Трактирная девка косится на меня с испугом и это добавляет ярости. Конечно, Элвин не успел вовремя в тот сарай, но успел рассказать владельцу постоялого двора о моем якобы безумии. Он повторял эту историю на протяжении всего пути в каждом трактире, и я вдоволь насмотрелась на опасливые гримасы черни.
— Зашнуруй платье, — приказываю я. — И заплети волосы.
Она моргает с глупым видом. Я повторяю на альбском и, о чудо, служанка понимает меня.
Как же надоело быть бессловесной скотиной! Хорошо, что Дал Риада уже недалеко. Если я правильно догадалась, маг везет меня именно туда. Почему не в Прайден? Не знаю.

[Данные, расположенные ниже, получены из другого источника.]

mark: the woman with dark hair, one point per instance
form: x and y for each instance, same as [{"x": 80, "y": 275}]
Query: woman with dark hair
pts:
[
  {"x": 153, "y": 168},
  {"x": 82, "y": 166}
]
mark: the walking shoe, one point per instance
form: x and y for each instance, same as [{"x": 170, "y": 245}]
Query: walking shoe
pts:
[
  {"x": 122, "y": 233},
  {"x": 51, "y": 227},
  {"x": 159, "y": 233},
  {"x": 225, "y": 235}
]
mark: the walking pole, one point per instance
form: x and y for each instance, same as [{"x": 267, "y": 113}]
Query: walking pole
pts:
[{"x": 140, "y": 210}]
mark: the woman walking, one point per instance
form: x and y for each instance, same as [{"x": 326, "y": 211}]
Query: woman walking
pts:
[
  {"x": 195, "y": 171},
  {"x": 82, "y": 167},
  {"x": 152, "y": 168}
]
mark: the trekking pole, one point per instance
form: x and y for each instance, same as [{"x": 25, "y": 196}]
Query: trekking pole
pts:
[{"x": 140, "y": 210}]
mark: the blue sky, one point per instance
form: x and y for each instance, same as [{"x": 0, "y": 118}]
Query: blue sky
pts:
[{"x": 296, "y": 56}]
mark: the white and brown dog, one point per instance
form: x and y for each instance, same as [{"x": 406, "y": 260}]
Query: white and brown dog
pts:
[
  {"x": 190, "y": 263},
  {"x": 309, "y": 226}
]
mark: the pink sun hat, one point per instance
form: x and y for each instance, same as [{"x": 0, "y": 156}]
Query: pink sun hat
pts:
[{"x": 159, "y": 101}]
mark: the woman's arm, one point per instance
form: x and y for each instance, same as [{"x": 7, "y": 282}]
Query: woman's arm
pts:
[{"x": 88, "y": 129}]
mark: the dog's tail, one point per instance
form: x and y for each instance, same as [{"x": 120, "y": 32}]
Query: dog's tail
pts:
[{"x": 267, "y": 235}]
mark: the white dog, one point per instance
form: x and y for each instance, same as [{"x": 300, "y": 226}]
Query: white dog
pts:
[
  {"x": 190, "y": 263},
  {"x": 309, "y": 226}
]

Пока служанка возится со шпильками, рассматриваю свое отражение в медном зеркальце. Синяк ужасен.
— У тебя есть пудра?
Ну откуда у трактирной девки пудра?
— Сходи купи!
Пока ее нет пробираюсь на кухню и краду нож. Обычный нож, каким режут мясо — ничего особенного. Прячу свою добычу в рукаве.
Давно надо было так сделать!
Как и думала, от пудры никакого толку. Мне еще неделю или две ходить с отметиной на лице. Интересно, почему Элвин не избавил меня от синяков магией, раз уж взялся лечить? Ему нравится вид избитой женщины?
Возвращаюсь в нашу комнату. Мой “господин и повелитель” еще изволят почивать. Притомились от вчерашних забот.
Сталь в рукаве приятно холодит кожу. Я больше не чувствую себя беззащитной. Развлекаюсь мыслью, как достану нож и ударю своего сторожа, пока он так беспечно спит. Как он резко выдохнет, раскрыв в изумлении голубые глаза, попробует что-то сказать и не сможет. А потом его взгляд остекленеет, и всегда горячая кожа начнет холодеть.
И все — свобода.
Я знаю, что не убью его. Я нуждаюсь в нем. Мой побег показал, как я слаба и зависима.
Но мечтать об этом приятно. Надоело быть жертвой.
Я сделаю это потом. Когда все спланирую и подготовлюсь. Когда у меня будут деньги, чтобы нанять охрану. Когда я придумаю, что делать дальше.
Больше никаких глупостей. Я хорошо подготовлюсь в следующий раз. И подарю ему удар ножом на прощанье.
Я не убивала до вчерашнего вечера. Изабелла Вимано не считается, она не была человеком. Но теперь я знаю — убить не сложно. Совсем не сложно. И не страшно.
Даже приятно.
Я хочу, чтобы кто-то заплатил за вчерашнее! Тот, кто по-настоящему виноват во всем.
Элвин
Проснулся я в одиночестве — девица как-то сумела выбраться из объятий, не разбудив. Пока валялся в кровати и думал — седлать лошадей или дать Франческе еще денек отлежаться, объявилась моя пропажа.
Я рассматривал ее, не подавая вида, что не сплю. Вид у девчонки был боевой и какой-то сердитый. Это хорошо, значит переживет, выкарабкается.
Она — настоящий боец.
В пику вчерашней слабости, сегодня Франческа изображала леди Совершенство. Одета не просто аккуратно — воплощенная аккуратность. Прическа волосок-к-волоску, пудра на лице. Строгое темно-синее платье — этот вдовий цвет делал ее старше. Губы решительно сжаты, глаза сощурены и злы.